Still, we are now at a point where pollsters are talking about the "art of polling" as a means of differentiating from other pollsters instead of the overarching science of polling. That has implications. If all pollsters guess wrong about the underlying demographics of the electorate, all the polls are wrong. Of course, the incentive structure is such that pollsters want to find something of a niche that not only separates them from the competition to some extent but helps them crack the code of the true demographic breakdown of the electorate. [Then they can all herd at the end.]
The bottom line remains: these projections are only as good as the polling that serves as the sausage filling. If garbage goes in, then garbage is more likely to come out. On the other hand, if the polling is accurate, then so too are the projections.
1 I won't take any victory laps, but I will extend to all of those who have been both loyal and happenstance readers alike a very sincere thank you for spending some or all of election season with us. And yeah, that stretches back to late 2010. Thank you.
2 This is something Harry Enten of the Guardian mentioned via Twitter on Saturday and AAOPR more or less confirmed today.

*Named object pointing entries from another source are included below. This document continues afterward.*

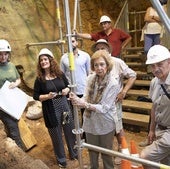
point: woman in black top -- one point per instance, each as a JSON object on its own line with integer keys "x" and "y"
{"x": 51, "y": 88}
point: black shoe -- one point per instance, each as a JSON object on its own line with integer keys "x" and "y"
{"x": 62, "y": 165}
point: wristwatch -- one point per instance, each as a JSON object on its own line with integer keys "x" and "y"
{"x": 87, "y": 105}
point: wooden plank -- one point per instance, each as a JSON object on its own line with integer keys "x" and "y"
{"x": 138, "y": 92}
{"x": 136, "y": 119}
{"x": 136, "y": 105}
{"x": 26, "y": 135}
{"x": 141, "y": 83}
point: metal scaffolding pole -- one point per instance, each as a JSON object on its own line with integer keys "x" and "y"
{"x": 77, "y": 131}
{"x": 59, "y": 24}
{"x": 58, "y": 42}
{"x": 79, "y": 17}
{"x": 164, "y": 18}
{"x": 75, "y": 14}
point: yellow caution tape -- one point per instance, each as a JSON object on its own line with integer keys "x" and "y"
{"x": 71, "y": 61}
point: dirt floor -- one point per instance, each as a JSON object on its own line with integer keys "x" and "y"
{"x": 44, "y": 151}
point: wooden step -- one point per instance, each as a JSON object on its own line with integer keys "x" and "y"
{"x": 136, "y": 119}
{"x": 140, "y": 83}
{"x": 138, "y": 105}
{"x": 134, "y": 92}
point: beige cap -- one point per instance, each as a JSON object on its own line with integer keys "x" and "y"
{"x": 93, "y": 48}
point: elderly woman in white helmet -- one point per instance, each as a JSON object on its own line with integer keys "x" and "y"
{"x": 159, "y": 134}
{"x": 9, "y": 72}
{"x": 51, "y": 88}
{"x": 117, "y": 38}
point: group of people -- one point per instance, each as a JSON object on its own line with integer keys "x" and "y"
{"x": 99, "y": 93}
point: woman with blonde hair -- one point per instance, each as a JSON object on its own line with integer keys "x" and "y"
{"x": 100, "y": 110}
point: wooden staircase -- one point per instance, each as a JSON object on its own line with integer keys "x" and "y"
{"x": 136, "y": 113}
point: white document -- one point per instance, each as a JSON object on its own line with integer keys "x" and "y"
{"x": 13, "y": 101}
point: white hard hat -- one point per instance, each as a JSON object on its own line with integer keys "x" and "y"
{"x": 45, "y": 51}
{"x": 4, "y": 46}
{"x": 102, "y": 41}
{"x": 105, "y": 18}
{"x": 157, "y": 53}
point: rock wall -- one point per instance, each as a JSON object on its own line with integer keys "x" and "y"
{"x": 30, "y": 21}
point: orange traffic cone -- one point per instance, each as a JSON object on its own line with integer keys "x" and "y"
{"x": 125, "y": 164}
{"x": 124, "y": 146}
{"x": 134, "y": 153}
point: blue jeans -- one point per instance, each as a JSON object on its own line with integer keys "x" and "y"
{"x": 150, "y": 40}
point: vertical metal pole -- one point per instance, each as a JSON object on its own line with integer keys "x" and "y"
{"x": 75, "y": 14}
{"x": 59, "y": 24}
{"x": 79, "y": 17}
{"x": 72, "y": 69}
{"x": 164, "y": 18}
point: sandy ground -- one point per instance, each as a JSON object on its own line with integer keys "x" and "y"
{"x": 44, "y": 150}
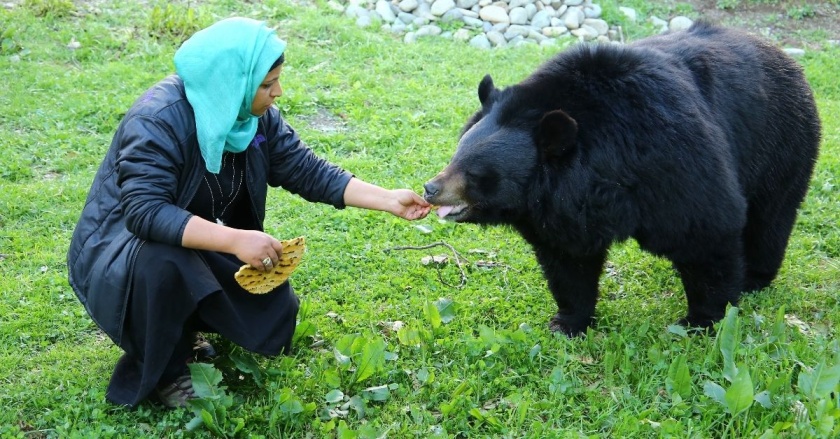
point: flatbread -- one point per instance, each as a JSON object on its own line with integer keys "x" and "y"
{"x": 261, "y": 282}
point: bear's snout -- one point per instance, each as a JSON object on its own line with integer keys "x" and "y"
{"x": 431, "y": 189}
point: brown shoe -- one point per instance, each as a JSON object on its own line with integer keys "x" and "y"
{"x": 202, "y": 349}
{"x": 177, "y": 393}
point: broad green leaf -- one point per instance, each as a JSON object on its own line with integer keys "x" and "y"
{"x": 424, "y": 375}
{"x": 304, "y": 329}
{"x": 205, "y": 378}
{"x": 409, "y": 336}
{"x": 209, "y": 422}
{"x": 372, "y": 359}
{"x": 345, "y": 344}
{"x": 377, "y": 393}
{"x": 290, "y": 404}
{"x": 195, "y": 423}
{"x": 331, "y": 378}
{"x": 432, "y": 315}
{"x": 343, "y": 360}
{"x": 476, "y": 413}
{"x": 728, "y": 342}
{"x": 357, "y": 403}
{"x": 763, "y": 398}
{"x": 446, "y": 310}
{"x": 739, "y": 396}
{"x": 715, "y": 391}
{"x": 820, "y": 381}
{"x": 334, "y": 396}
{"x": 679, "y": 379}
{"x": 534, "y": 351}
{"x": 678, "y": 330}
{"x": 247, "y": 364}
{"x": 487, "y": 335}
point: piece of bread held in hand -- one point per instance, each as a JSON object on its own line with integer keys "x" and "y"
{"x": 260, "y": 282}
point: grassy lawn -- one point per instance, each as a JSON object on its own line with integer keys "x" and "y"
{"x": 387, "y": 346}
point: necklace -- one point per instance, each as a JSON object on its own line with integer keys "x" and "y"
{"x": 222, "y": 199}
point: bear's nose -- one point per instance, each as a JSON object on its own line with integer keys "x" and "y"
{"x": 431, "y": 189}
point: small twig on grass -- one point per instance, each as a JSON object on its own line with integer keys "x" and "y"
{"x": 458, "y": 260}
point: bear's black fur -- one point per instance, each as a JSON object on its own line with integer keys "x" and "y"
{"x": 698, "y": 144}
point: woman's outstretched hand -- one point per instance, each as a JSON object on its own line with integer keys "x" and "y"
{"x": 410, "y": 205}
{"x": 403, "y": 203}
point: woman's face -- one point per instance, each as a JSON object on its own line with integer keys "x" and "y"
{"x": 267, "y": 92}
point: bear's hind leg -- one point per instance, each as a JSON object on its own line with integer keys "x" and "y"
{"x": 711, "y": 281}
{"x": 574, "y": 284}
{"x": 769, "y": 225}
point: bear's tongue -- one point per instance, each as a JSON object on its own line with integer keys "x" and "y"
{"x": 444, "y": 210}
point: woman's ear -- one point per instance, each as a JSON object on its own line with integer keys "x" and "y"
{"x": 556, "y": 135}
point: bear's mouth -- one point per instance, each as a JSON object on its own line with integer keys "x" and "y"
{"x": 452, "y": 213}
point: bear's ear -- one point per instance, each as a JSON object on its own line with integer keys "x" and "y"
{"x": 556, "y": 135}
{"x": 486, "y": 90}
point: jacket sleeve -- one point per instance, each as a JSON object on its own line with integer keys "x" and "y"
{"x": 150, "y": 165}
{"x": 297, "y": 169}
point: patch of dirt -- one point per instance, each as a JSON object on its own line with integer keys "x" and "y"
{"x": 790, "y": 23}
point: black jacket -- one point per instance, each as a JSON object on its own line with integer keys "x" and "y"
{"x": 149, "y": 176}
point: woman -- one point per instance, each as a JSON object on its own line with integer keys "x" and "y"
{"x": 178, "y": 204}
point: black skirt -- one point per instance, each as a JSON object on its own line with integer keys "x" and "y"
{"x": 176, "y": 291}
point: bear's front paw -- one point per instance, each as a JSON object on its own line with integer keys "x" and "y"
{"x": 568, "y": 325}
{"x": 697, "y": 325}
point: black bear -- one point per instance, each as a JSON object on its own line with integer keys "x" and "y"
{"x": 698, "y": 144}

3 One factor that should be noted here that may separate FHQ from the more involved models is polling variability. 2008 was witness to a great deal of polling variability. The margins in that open seat presidential election jumped around quite a bit more than in 2012 when an incumbent was involved. 2016, in some respects is shaping up as a repeat of 2008. That is even more true if both Hillary Clinton and Joe Biden pass on runs for the Democratic nomination. Both races would be -- at least from our vantage point here three years out -- wide open and influence the polling that is conducted across firms and across states. Yet, even with that unique situation, FHQ lagged just one correctly predicted state -- North Carolina -- behind FiveThirtyEight.